Scratch the Surface - Page 36

Now all Creese had to do was tell the police exactly how Barnum had murdered his friend. Had it been a push, a throw?

The cuts, the bruises, the broken bones, and the burns were all obvious signs they’d been tortured. Creese was stitched back together now, and his body would heal. Fear took longer. Barnum was not a rapist, and both sets of parents had been thankful for that, but he was a sadist, and the pain he inflicted meant Creese also suffered from touch aversion. He’d hugged his dog before his parents, but one day that changed, and today, the circle now included his sister again.

“Jere?”

“Sorry, just thinkin’ about you.”

He nodded.

I cleared my throat. “You know, once you talk to the police and your statement goes on record, your folks and Kurt’s folks can read the transcript. They’ll know what happened even if you don’t tell them yourself.”

“No, I know but…reading it is different than hearing it, and I won’t have to see their faces or listen to Mr. Adams yell at me again.”

“You’re right”—I nodded—“I agree.”

He exhaled sharply. “That’s what I thought.”

“Well, good, then. Detective Turner seems nice.”

“And…strong.”

I was with him on that. Detective Faith Turner carried herself in a way that made me never want to cross her. She made direct eye contact, had an air of confidence about her, and most importantly, with kids she always sat down, like she had all the time in the world for them, never perching, never standing; she folded her hands and waited. It went a long way toward letting them know she truly cared.

She was new to the case, and the press had made a big deal of her being the only Black detective on the Barrett Crossing police force, having taken over from Detective Isaac Patterson, who could not handle the pressure of hunting for a serial-killing child abductor who had gained national media attention. She had been the one, along with the FBI, to figure out it was Barnum, tied him to the kidnappings and murders in 2019, and to put the cuffs on the man. She was the one who had held Creese’s hand until the EMTs arrived, and she was the one who rode with him to the hospital. She had been the first to tell him he couldn’t have done anything against a man with a knife and a gun. It wasn’t surprising that he would turn back to her now, and trust her with his memories of the horror. She’d seen it, after all, and carried the same images in her head.

“Jere?”

“Yeah?”

“Do you think you could sit in there with me when I talk to her?”

“If your folks say it’s okay, I absolutely will.”

He took a shaky breath. “Could you go ask now so I’ll know?”

“I would, but they’re probably sitting out on the benches by the office. If I go, that leaves you in here alone for a few minutes.” He might not want to talk, but being alone would send him into a panic that included cold sweats and hyperventilating.

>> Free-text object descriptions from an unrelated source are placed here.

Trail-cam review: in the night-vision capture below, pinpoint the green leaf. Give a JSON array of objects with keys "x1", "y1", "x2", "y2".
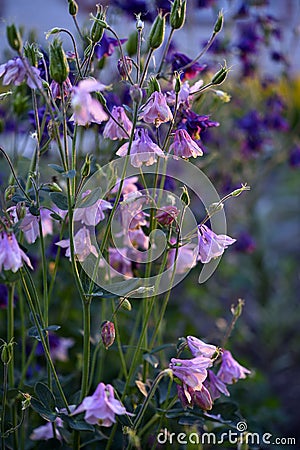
[
  {"x1": 60, "y1": 414, "x2": 95, "y2": 431},
  {"x1": 210, "y1": 401, "x2": 240, "y2": 422},
  {"x1": 50, "y1": 212, "x2": 63, "y2": 221},
  {"x1": 35, "y1": 382, "x2": 56, "y2": 411},
  {"x1": 50, "y1": 192, "x2": 68, "y2": 210},
  {"x1": 11, "y1": 194, "x2": 30, "y2": 204},
  {"x1": 29, "y1": 205, "x2": 40, "y2": 216},
  {"x1": 76, "y1": 187, "x2": 102, "y2": 209},
  {"x1": 45, "y1": 325, "x2": 61, "y2": 332},
  {"x1": 143, "y1": 353, "x2": 159, "y2": 368},
  {"x1": 48, "y1": 164, "x2": 65, "y2": 173},
  {"x1": 31, "y1": 397, "x2": 57, "y2": 422},
  {"x1": 62, "y1": 169, "x2": 76, "y2": 179}
]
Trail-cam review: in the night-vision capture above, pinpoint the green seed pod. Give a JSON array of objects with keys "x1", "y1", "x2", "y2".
[
  {"x1": 148, "y1": 11, "x2": 166, "y2": 50},
  {"x1": 181, "y1": 185, "x2": 190, "y2": 206},
  {"x1": 6, "y1": 24, "x2": 23, "y2": 53},
  {"x1": 90, "y1": 4, "x2": 107, "y2": 44},
  {"x1": 1, "y1": 340, "x2": 14, "y2": 365},
  {"x1": 81, "y1": 154, "x2": 92, "y2": 178},
  {"x1": 147, "y1": 76, "x2": 161, "y2": 95},
  {"x1": 49, "y1": 38, "x2": 69, "y2": 84},
  {"x1": 170, "y1": 0, "x2": 186, "y2": 30},
  {"x1": 211, "y1": 62, "x2": 229, "y2": 85},
  {"x1": 214, "y1": 10, "x2": 224, "y2": 34},
  {"x1": 24, "y1": 42, "x2": 43, "y2": 68}
]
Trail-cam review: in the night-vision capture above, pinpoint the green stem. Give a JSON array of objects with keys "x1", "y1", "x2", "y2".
[
  {"x1": 1, "y1": 364, "x2": 8, "y2": 449},
  {"x1": 139, "y1": 48, "x2": 154, "y2": 87},
  {"x1": 80, "y1": 301, "x2": 91, "y2": 401},
  {"x1": 7, "y1": 284, "x2": 15, "y2": 387},
  {"x1": 157, "y1": 28, "x2": 175, "y2": 76}
]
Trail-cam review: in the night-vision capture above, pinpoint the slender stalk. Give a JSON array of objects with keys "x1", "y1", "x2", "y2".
[
  {"x1": 139, "y1": 48, "x2": 154, "y2": 87},
  {"x1": 157, "y1": 28, "x2": 175, "y2": 76},
  {"x1": 7, "y1": 284, "x2": 15, "y2": 387},
  {"x1": 1, "y1": 364, "x2": 8, "y2": 450},
  {"x1": 107, "y1": 26, "x2": 134, "y2": 85},
  {"x1": 80, "y1": 301, "x2": 91, "y2": 401}
]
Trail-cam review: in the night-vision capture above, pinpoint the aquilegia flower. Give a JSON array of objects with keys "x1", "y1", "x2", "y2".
[
  {"x1": 139, "y1": 91, "x2": 173, "y2": 127},
  {"x1": 56, "y1": 226, "x2": 98, "y2": 262},
  {"x1": 0, "y1": 57, "x2": 42, "y2": 89},
  {"x1": 204, "y1": 370, "x2": 230, "y2": 400},
  {"x1": 74, "y1": 190, "x2": 112, "y2": 226},
  {"x1": 187, "y1": 336, "x2": 217, "y2": 358},
  {"x1": 155, "y1": 205, "x2": 179, "y2": 226},
  {"x1": 0, "y1": 231, "x2": 33, "y2": 272},
  {"x1": 217, "y1": 350, "x2": 251, "y2": 384},
  {"x1": 71, "y1": 78, "x2": 108, "y2": 126},
  {"x1": 103, "y1": 106, "x2": 133, "y2": 140},
  {"x1": 198, "y1": 224, "x2": 236, "y2": 263},
  {"x1": 169, "y1": 356, "x2": 212, "y2": 391},
  {"x1": 30, "y1": 417, "x2": 64, "y2": 441},
  {"x1": 116, "y1": 128, "x2": 165, "y2": 167},
  {"x1": 72, "y1": 382, "x2": 132, "y2": 426},
  {"x1": 169, "y1": 129, "x2": 203, "y2": 159}
]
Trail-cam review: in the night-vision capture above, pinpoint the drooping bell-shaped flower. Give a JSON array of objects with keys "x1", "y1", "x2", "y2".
[{"x1": 198, "y1": 224, "x2": 236, "y2": 263}]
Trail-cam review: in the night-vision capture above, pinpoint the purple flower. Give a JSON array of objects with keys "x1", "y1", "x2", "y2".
[
  {"x1": 169, "y1": 129, "x2": 203, "y2": 159},
  {"x1": 0, "y1": 57, "x2": 42, "y2": 89},
  {"x1": 71, "y1": 78, "x2": 108, "y2": 126},
  {"x1": 182, "y1": 109, "x2": 219, "y2": 141},
  {"x1": 289, "y1": 146, "x2": 300, "y2": 168},
  {"x1": 72, "y1": 382, "x2": 132, "y2": 426},
  {"x1": 204, "y1": 370, "x2": 230, "y2": 400},
  {"x1": 110, "y1": 176, "x2": 139, "y2": 195},
  {"x1": 139, "y1": 92, "x2": 173, "y2": 127},
  {"x1": 198, "y1": 224, "x2": 236, "y2": 264},
  {"x1": 36, "y1": 334, "x2": 74, "y2": 362},
  {"x1": 170, "y1": 52, "x2": 207, "y2": 80},
  {"x1": 120, "y1": 191, "x2": 148, "y2": 230},
  {"x1": 55, "y1": 226, "x2": 98, "y2": 262},
  {"x1": 217, "y1": 350, "x2": 251, "y2": 384},
  {"x1": 0, "y1": 231, "x2": 33, "y2": 273},
  {"x1": 169, "y1": 356, "x2": 212, "y2": 390},
  {"x1": 187, "y1": 336, "x2": 217, "y2": 358},
  {"x1": 103, "y1": 106, "x2": 133, "y2": 140},
  {"x1": 50, "y1": 77, "x2": 72, "y2": 99},
  {"x1": 167, "y1": 243, "x2": 198, "y2": 275},
  {"x1": 155, "y1": 205, "x2": 179, "y2": 226},
  {"x1": 192, "y1": 384, "x2": 213, "y2": 410},
  {"x1": 74, "y1": 190, "x2": 112, "y2": 226},
  {"x1": 107, "y1": 247, "x2": 133, "y2": 278},
  {"x1": 9, "y1": 207, "x2": 53, "y2": 244},
  {"x1": 94, "y1": 32, "x2": 126, "y2": 59},
  {"x1": 30, "y1": 417, "x2": 64, "y2": 441},
  {"x1": 116, "y1": 128, "x2": 165, "y2": 167}
]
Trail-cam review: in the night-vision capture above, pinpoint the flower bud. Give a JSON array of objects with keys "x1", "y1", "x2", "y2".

Only in his bedroom, which now had bars on the windows, where a lamp was always on, and where Riley slept every night, could he be by himself.

He’d asked for a deadbolt on the door too, at one point, that he could lock from the inside, but his parents were afraid he’d hurt himself—or worse—even though they never voiced that fear to him. That was, in fact, how he ended up with Riley.

“How about getting him a therapy dog?” I’d suggested. “Like, a big dog that would make him feel safe and, you know, is geared to his needs. Someone to talk to and be his buddy.”

When they had brought it up to him, he’d agreed, but only as long as the dog they got was big and strong and basically invincible. It was a tall order. He liked golden retrievers and beagles, and he loved pit bulls, but he didn’t want anything, any dog, that he could imagine getting hurt, and every pit bull he’d ever come across, like his grandmother’s three, were sweet and trusting. He couldn’t lose anything else.

“You know,” I told him as we walked together around the woods near his house, “any dog you have could conceivably be hurt.”

“I know, but there are certain dogs people don’t even try to mess with in the first place.”

“That’s valid.”

When he turned, I’d gotten a rare smile.

His parents found two Dobermans, brother and sister, Riley and Rhett, each trained as service dogs, and adopted them both. Riley, the female, took to Creese immediately, and sleeping on one side of his bed every night suited her just fine. His parents had both been overwhelmed when they’d checked on him that first night and found him sleeping peacefully rather than passed out from sheer exhaustion. He’d always refused to be medicated, he could never be vulnerable again, but now, with Riley there, he didn’t need to be hypervigilant. He could wear his AirPods again and drown out the noise around him, because his dog was there. He’d seen her go from lying on the floor, splayed out, looking dead to the world, to rolling to her feet, head down, teeth bared, snarling like a hellhound, in seconds. It was extremely comforting for a seventeen-year-old boy who’d been abducted and assaulted.